I had expected that at some point in the trip I would have had some kind of life changing moment where I felt overwhelmed with the power of the Spirit working, or seeing extreme poverty, or seeing all the evil that sin has caused. I experienced all of this while in India, but it never struck me all at once.

It is easier now that i am home to reflect back on the trip and recognize everything the Lord was revealing to me. I saw the Spirit working in the children as they listened in wonder to the messages we had for them in our stories, and i saw it in the many seminary students who were, out of a deep love for their Savior, preparing to spread His Word throughout their country. I saw it in the leaders of the BELC as they continually thanked us in their words and actions for taking the time to share God's message of salvation with their members. And I saw it in our own group as we worshiped and prayed together daily, and encouraged each other as we taught our lessons. I also saw the poverty of the country when people would beg desperately for food or money. The shabby clothes, tiny huts and churches with no air conditioning or fans that people crowded into to hear the Word of God showed me that most of those people could not possibly imagine the luxury we enjoy and sometimes take for granted. I saw the evil which darkens the country in the huge, elaborate Hindu temples surrounded by people waiting for a chance to enter with gifts for their worthless idols. One of the most frightening places we visited was the town of Tirumala, an entire city dedicated to the Hindu temple built up on a hill. The "Disney Land" of the Hindus. Satan had used the misleading religion to disguise the city to look like fun and excitement, attracting devastating amounts of worshipers and pilgrims. All of these things were not overlooked on the trip, and certainly will not be forgotten.

"Go therefore and make disciples of all the nations, baptizing them in the name of the Father, and of the Son, and of the Holy Ghost, teaching them to observe all things I have commanded you." ~ Matthew 28:19-20

These are the words Jesus left His disciples with before He ascended into heaven, one of the greatest of His commandments. I can remember back years ago when I was much younger, memorizing this passage and wondering how I would ever be able to do this. I prayed for the strength to spread His word and not be afraid, and the opportunity came while I was in India. With the support of my fellow brothers and sisters in Christ, we were able to evangelize to hundreds of God's children these past two weeks. It is my prayer that our message not only strengthened the faith of those who are already believers, but that it also reached the ears of many unbelievers for the first time. I pray that those who heard us were moved by the Spirit, that those who lack the comforts and necessities of life find comfort and hope in the news of their salvation, and that those who may be easily lead astray were brought closer to their Savior. I thanks God for the opportunity He gave to me to plant the seed of faith in their hearts and I pray that the Spirit will continue to grow and nourish it.
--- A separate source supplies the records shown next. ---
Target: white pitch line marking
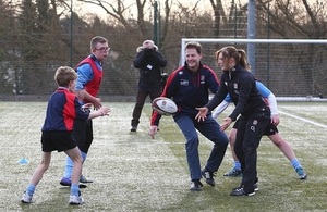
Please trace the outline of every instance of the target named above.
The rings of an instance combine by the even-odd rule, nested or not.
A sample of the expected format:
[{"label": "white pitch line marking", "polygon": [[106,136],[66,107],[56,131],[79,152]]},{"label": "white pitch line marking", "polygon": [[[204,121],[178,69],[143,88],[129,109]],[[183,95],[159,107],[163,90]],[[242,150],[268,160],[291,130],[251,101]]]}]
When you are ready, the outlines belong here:
[{"label": "white pitch line marking", "polygon": [[286,113],[286,112],[282,112],[282,111],[278,111],[279,113],[282,113],[282,114],[284,114],[284,115],[288,115],[288,116],[290,116],[290,117],[294,117],[294,119],[296,119],[296,120],[300,120],[300,121],[302,121],[302,122],[306,122],[306,123],[310,123],[310,124],[313,124],[313,125],[316,125],[316,126],[319,126],[319,127],[323,127],[323,128],[327,128],[327,125],[325,125],[325,124],[319,124],[319,123],[317,123],[317,122],[314,122],[314,121],[311,121],[311,120],[307,120],[307,119],[304,119],[304,117],[300,117],[300,116],[298,116],[298,115],[292,115],[292,114],[290,114],[290,113]]}]

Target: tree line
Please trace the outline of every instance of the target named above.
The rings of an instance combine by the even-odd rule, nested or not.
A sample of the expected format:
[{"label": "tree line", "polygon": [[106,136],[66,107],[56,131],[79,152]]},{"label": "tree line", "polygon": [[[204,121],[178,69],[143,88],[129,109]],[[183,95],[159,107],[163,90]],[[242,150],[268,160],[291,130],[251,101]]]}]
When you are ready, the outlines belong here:
[{"label": "tree line", "polygon": [[[73,2],[85,8],[97,7],[106,16],[78,13],[71,8]],[[204,2],[208,5],[205,9]],[[101,95],[133,96],[138,76],[133,59],[143,40],[154,38],[155,3],[153,0],[0,0],[0,95],[51,93],[58,66],[74,67],[89,53],[89,39],[101,35],[108,38],[111,48],[110,59],[104,64]],[[255,4],[256,38],[326,39],[324,0],[256,0]],[[246,38],[247,35],[247,2],[243,1],[198,0],[191,4],[161,0],[158,15],[157,46],[168,60],[165,68],[168,73],[179,66],[181,38]],[[295,70],[305,72],[305,62],[320,62],[314,75],[324,76],[325,60],[313,58],[315,48],[306,47],[303,51],[306,57],[295,62],[299,65]],[[267,78],[266,73],[257,74]],[[305,73],[306,79],[315,76]],[[279,77],[275,78],[282,79]],[[326,78],[319,77],[304,92],[326,92],[325,84]],[[293,92],[280,85],[272,90]]]}]

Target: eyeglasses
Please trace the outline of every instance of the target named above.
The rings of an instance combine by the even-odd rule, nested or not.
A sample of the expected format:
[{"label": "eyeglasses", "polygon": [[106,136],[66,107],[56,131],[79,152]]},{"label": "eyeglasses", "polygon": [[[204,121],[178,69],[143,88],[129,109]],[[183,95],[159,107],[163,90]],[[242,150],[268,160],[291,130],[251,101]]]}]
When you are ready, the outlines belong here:
[{"label": "eyeglasses", "polygon": [[98,51],[110,51],[110,48],[109,47],[101,47],[100,49],[95,49],[95,50],[98,50]]}]

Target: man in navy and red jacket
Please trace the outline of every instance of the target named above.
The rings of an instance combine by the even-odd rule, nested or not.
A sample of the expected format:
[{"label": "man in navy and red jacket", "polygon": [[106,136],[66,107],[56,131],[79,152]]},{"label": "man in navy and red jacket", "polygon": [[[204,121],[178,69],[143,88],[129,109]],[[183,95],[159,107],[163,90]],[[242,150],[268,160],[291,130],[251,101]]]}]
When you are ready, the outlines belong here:
[{"label": "man in navy and red jacket", "polygon": [[[228,138],[219,130],[219,124],[208,114],[204,121],[196,121],[201,108],[208,102],[209,91],[215,93],[219,83],[214,71],[201,63],[202,46],[198,42],[189,42],[185,46],[185,65],[170,74],[162,97],[172,98],[178,105],[178,112],[173,115],[174,122],[186,138],[186,159],[191,174],[191,190],[201,190],[202,176],[210,186],[215,186],[214,173],[219,169],[223,159]],[[150,136],[155,138],[161,115],[154,113],[150,121]],[[201,170],[198,155],[197,130],[214,142],[210,155]]]}]

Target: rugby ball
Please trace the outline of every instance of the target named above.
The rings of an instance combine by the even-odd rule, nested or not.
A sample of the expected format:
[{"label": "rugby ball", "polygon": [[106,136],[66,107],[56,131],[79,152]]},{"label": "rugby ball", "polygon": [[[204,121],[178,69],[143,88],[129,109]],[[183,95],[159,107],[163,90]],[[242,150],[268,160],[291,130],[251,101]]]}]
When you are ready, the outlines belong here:
[{"label": "rugby ball", "polygon": [[153,109],[161,115],[173,115],[178,111],[175,103],[167,97],[154,99]]}]

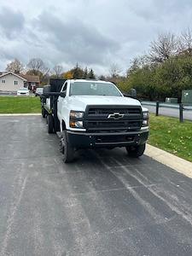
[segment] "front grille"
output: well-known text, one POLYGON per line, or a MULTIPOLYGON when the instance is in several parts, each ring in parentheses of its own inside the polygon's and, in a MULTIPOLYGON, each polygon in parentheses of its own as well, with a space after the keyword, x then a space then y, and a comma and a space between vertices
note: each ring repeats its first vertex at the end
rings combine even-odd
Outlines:
POLYGON ((114 112, 118 112, 119 113, 127 113, 127 114, 133 114, 133 113, 141 113, 140 108, 90 108, 89 109, 89 115, 98 115, 98 114, 110 114, 114 112))
POLYGON ((141 107, 107 106, 89 107, 84 125, 87 131, 91 132, 127 132, 140 130, 142 122, 141 107))

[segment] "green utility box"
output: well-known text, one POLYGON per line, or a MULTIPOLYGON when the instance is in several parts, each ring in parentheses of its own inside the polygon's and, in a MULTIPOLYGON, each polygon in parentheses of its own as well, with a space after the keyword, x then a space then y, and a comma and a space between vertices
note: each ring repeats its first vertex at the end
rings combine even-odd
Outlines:
POLYGON ((177 98, 166 98, 166 103, 177 103, 177 98))
POLYGON ((184 105, 192 105, 192 90, 182 90, 182 103, 184 105))

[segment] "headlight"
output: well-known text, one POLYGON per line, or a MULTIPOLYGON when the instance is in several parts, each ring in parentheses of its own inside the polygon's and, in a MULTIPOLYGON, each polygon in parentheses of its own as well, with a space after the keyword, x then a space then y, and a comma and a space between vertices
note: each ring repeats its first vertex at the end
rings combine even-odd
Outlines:
POLYGON ((83 121, 70 121, 70 127, 72 127, 72 128, 84 128, 83 121))
POLYGON ((143 126, 148 126, 148 111, 143 111, 143 126))
POLYGON ((143 111, 143 119, 148 119, 148 111, 143 111))
POLYGON ((79 111, 71 111, 70 118, 71 119, 82 119, 84 117, 84 112, 79 111))
POLYGON ((84 128, 83 117, 84 112, 72 110, 70 112, 69 126, 72 128, 84 128))

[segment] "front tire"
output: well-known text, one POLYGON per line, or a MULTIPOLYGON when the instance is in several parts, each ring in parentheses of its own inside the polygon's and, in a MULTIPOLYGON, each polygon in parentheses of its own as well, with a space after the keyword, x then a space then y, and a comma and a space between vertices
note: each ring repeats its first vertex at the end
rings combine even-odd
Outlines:
POLYGON ((54 119, 52 114, 47 116, 48 133, 54 133, 54 119))
POLYGON ((44 119, 46 117, 46 112, 45 112, 44 108, 41 108, 41 114, 44 119))
POLYGON ((142 156, 145 151, 145 144, 126 147, 128 155, 132 158, 142 156))
POLYGON ((61 153, 63 154, 64 163, 70 163, 74 160, 74 148, 72 147, 67 140, 67 131, 63 131, 61 133, 61 153))

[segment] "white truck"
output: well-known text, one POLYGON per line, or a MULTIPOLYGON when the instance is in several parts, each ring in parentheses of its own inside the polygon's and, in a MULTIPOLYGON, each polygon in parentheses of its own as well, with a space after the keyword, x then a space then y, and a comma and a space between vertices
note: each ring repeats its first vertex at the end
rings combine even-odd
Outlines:
POLYGON ((42 115, 47 117, 48 132, 60 137, 64 162, 71 162, 79 148, 125 147, 131 157, 143 154, 148 111, 138 100, 125 96, 111 82, 69 79, 55 86, 53 80, 44 88, 42 115))

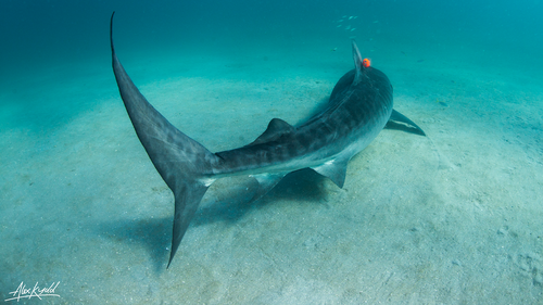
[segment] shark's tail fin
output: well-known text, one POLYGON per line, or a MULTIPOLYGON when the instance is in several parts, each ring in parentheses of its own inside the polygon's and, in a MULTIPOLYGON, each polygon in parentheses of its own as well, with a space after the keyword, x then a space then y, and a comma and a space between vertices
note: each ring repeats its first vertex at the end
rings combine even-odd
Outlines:
POLYGON ((175 217, 168 266, 187 231, 200 201, 213 182, 213 164, 217 156, 175 128, 140 93, 115 54, 113 12, 110 40, 113 72, 126 111, 156 170, 174 192, 175 217))

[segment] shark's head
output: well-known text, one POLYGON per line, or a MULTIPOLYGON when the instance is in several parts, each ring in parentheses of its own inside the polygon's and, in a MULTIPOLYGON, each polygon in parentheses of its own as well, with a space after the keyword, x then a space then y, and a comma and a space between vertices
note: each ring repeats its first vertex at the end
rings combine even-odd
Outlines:
POLYGON ((354 40, 353 40, 353 60, 355 69, 353 85, 356 85, 361 80, 364 71, 370 67, 370 62, 368 59, 364 60, 362 59, 361 51, 358 50, 358 47, 356 46, 356 42, 354 42, 354 40))

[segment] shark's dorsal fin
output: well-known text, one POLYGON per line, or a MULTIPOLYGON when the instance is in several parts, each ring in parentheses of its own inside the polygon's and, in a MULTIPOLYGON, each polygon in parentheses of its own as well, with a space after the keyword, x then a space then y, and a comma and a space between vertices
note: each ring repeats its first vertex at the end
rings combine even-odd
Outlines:
POLYGON ((334 160, 328 161, 323 165, 312 168, 318 174, 330 178, 330 180, 332 180, 339 188, 343 188, 343 183, 345 182, 346 164, 349 163, 349 160, 351 160, 351 157, 340 156, 334 160))
POLYGON ((356 42, 354 42, 354 40, 353 40, 353 60, 354 60, 354 71, 355 71, 353 85, 356 85, 361 80, 363 72, 366 67, 364 66, 363 63, 364 60, 362 59, 361 51, 358 50, 358 47, 356 46, 356 42))
POLYGON ((282 135, 294 131, 294 127, 280 118, 273 118, 266 131, 262 134, 256 140, 250 143, 248 147, 262 144, 279 139, 282 135))
POLYGON ((408 119, 405 115, 399 113, 395 110, 392 110, 392 115, 389 118, 389 122, 384 126, 386 129, 395 129, 402 130, 405 132, 426 136, 425 131, 420 127, 417 126, 413 120, 408 119))

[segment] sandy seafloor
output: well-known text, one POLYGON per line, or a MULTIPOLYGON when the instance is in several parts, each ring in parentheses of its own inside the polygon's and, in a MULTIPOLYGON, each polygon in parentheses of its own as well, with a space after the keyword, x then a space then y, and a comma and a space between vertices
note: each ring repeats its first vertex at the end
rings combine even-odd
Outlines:
MULTIPOLYGON (((60 281, 61 297, 30 303, 541 304, 541 62, 496 64, 497 51, 453 42, 358 45, 428 137, 383 130, 343 189, 302 170, 248 203, 250 178, 217 181, 169 269, 173 194, 110 59, 5 80, 0 297, 60 281)), ((148 100, 212 151, 251 142, 274 117, 303 122, 353 65, 348 39, 117 53, 148 100)))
"And lo, I am with you always, even to the end of the age." ~ Matthew 28:20

The first part of the passage motivated me throughout the trip, but the second part comforts me now that I am home again. I felt the Lord's presence close to me while in India. Being around others with such solid faith helped me to strengthen my own faith during the trip. But now that we've gone our separate ways and another year of college is looming ahead I will be missing the close companionship of those who believe the same things that I do. It is easy to be distracted and lead astray with sinful temptations surrounding me, but this passage reminds me that I am not alone. I am assured that the Lord is on my side and will guide me wherever He wants me to go. I pray that after these weeks in India my faith is strong enough that I can be secure in my beliefs and be open about it with the people I meet this year. I have seen how powerful God's Word is in the Hindu stricken nation of India, and I trust that it will guide my thoughts, words, and actions as I grow spiritually and emotionally in the coming years.